To send a message to residents and state lawmakers amid a spiraling drug crisis and rampant homelessness, the city council in Portland, Oregon voted unanimously Wednesday to approve an emergency ordinance banning the use of hard drugs in public.
The emergency ordinance amends the city code that already prohibits the open consumption of alcohol and marijuana in places like public parks and on sidewalks to also include hard drugs like heroin, fentanyl, and methamphetamines.
But the vote was mostly symbolic because of Measure 110, the ballot initiative approved by voters in 2020 that decriminalized user amounts of street drugs, like heroin, fentanyl, and methamphetamines, and that forbids local governments from regulating their use. State lawmakers would have to change the law for Portland to act on its ordinance.
Mayor Ted Wheeler had floated a similar crackdown on public use of hard drugs over the summer, but temporarily backed down. At the start of Wednesday afternoon’s meeting, he said he hoped the council’s actions would “inspire” state lawmakers to take the drug crisis seriously.
“The last time I saw someone consuming what I believe to be fentanyl publicly on our streets was less than five minutes ago, three blocks from city hall,” he said. “This is a significant issue.”
Commissioner Rene Gonzalez, who has expressed a desire to send a message to the nation that Portland is working to improve public safety in the city, said Tuesday that the emergency ordinance was intended to send a message to Portland residents.
“We’ve heard you. You’re exhausted with open-air drug use, and you’re demanding action,” he said. “The decriminalization of hard drugs was never supposed to mean open use, acquiescence to violence, to crime. It was never supposed to be no available ambulances for those suffering a heart attack or stroke. Yet, every day in the city of Portland we face that risk.”
In addition to passing the emergency ordinance, the council also unanimously passed a resolution calling for city staffers to work with state and local partners to develop plans to regulate public drug consumption and to develop drug-treatment resources.
Wednesday’s vote comes after a poll last month found that a clear majority of voters support repealing Measure 110 in full or repealing portions of the law to allow for the restoration of penalties for drug possession. The poll backed up reporting by National Review published in August about the declining support for the fledgling drug decriminalization effort in Oregon.
Measure 110, or the Drug Addiction Treatment and Recovery Act, was passed with 58.5 percent of the statewide vote in 2020. Proponents, led by the George Soros-funded Drug Policy Alliance, spent millions of dollars promoting the initiative.
Advocates promised a new, progressive approach to addressing drug addiction, saying that people with substance-abuse disorders “need adequate access to recovery services, peer support and stable housing.” And, advocates said, drug addicts need treatment “through a humane, cost-effective, health approach,” not to be treated like criminals.
Once passed, user amounts of hard street drugs were decriminalized, and “harm reduction” efforts — helping addicts to use drugs more safely — were prioritized. People caught with small amounts of drugs started receiving citations, like a parking ticket, and a $100 fine, which can be dismissed if the offender calls a treatment referral hotline and completes an assessment. Money from the state’s marijuana tax was going to be redirected to recovery services.
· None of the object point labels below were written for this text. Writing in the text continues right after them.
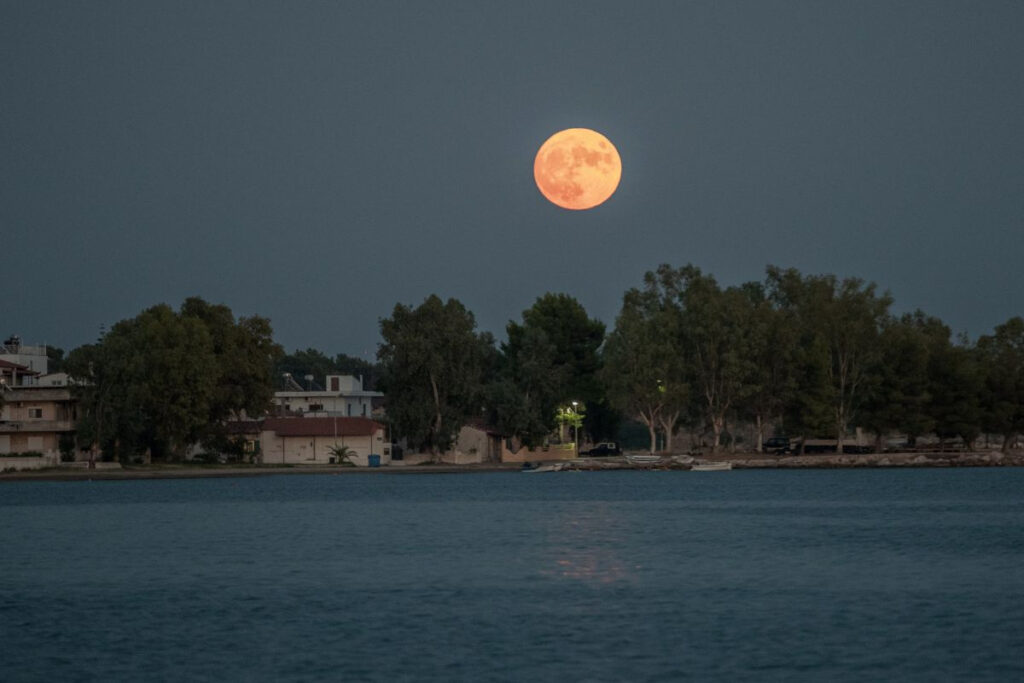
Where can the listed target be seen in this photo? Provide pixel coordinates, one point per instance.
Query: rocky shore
(114, 472)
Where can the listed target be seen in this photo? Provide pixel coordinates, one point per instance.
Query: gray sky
(318, 162)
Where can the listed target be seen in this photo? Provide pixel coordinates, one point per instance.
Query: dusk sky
(317, 162)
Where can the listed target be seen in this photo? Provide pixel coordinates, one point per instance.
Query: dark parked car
(777, 445)
(604, 449)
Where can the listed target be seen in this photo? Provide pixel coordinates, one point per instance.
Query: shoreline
(107, 472)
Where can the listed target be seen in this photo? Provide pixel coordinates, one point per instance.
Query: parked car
(603, 449)
(777, 445)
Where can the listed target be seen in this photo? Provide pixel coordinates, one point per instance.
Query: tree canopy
(164, 380)
(431, 361)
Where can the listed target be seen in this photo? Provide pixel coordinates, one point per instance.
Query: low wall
(18, 464)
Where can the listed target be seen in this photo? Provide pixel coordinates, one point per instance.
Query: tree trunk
(437, 419)
(717, 423)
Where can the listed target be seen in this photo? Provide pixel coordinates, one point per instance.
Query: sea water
(817, 575)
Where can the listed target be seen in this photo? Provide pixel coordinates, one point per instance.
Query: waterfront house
(341, 395)
(37, 417)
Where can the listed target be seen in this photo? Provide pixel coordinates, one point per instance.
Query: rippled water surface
(908, 574)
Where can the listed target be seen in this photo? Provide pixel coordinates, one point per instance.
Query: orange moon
(578, 168)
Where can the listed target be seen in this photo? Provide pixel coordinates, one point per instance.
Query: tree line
(794, 354)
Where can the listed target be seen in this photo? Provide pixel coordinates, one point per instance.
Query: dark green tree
(955, 384)
(245, 354)
(1001, 358)
(771, 344)
(898, 395)
(643, 367)
(574, 340)
(162, 381)
(521, 396)
(839, 323)
(431, 360)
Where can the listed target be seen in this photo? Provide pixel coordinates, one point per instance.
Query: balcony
(27, 426)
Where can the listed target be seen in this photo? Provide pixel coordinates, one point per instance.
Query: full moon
(578, 168)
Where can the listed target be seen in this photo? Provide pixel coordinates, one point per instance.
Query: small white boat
(553, 467)
(643, 460)
(711, 467)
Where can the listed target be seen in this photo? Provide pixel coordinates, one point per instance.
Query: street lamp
(576, 428)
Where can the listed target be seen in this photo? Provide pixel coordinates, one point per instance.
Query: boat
(711, 467)
(643, 460)
(551, 467)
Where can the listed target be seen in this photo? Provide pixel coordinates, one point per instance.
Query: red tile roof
(23, 370)
(323, 426)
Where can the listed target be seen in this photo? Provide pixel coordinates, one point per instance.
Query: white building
(344, 397)
(315, 440)
(32, 356)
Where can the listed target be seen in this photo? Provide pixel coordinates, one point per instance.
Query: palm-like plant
(343, 454)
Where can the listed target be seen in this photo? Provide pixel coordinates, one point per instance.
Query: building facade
(313, 440)
(343, 397)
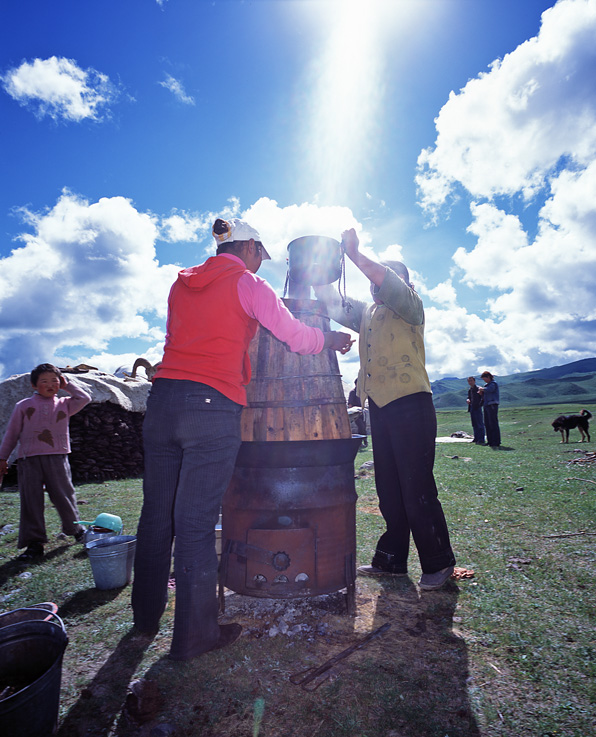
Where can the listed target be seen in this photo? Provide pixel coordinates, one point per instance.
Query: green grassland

But more than two years later, critics say the money for recovery services was dispensed slowly. During that period, with the rise in fentanyl abuse, drug-overdose deaths have skyrocketed and squalid homeless camps have proliferated. Only about 1 percent of people ticketed for drug possession have called the new hotline for help, an audit found.
Most of the people who spoke during Wednesday’s council meeting supported the effort to crackdown on public drug use, though some expressed concerns about pushing drug addiction into the shadows or shifting back to treating drug use as a criminal versus public health issue.
“This prohibition specifically targets substance abuse users without sufficient private property to use legally,” Lauren Armony, program director of a social service nonprofit, told councilmembers, according to the Oregonian. “It will marginalize substance users into unregulated and unsafe environments.”
Gonzalez, on the other hand, said the emergency ordinance and the resolution passed on Wednesday are “necessary, common-sense steps to disrupt debilitating drugs us on the streets of Portland that does damage to our city’s livability, overwhelms our emergency response system, and destroys lives.”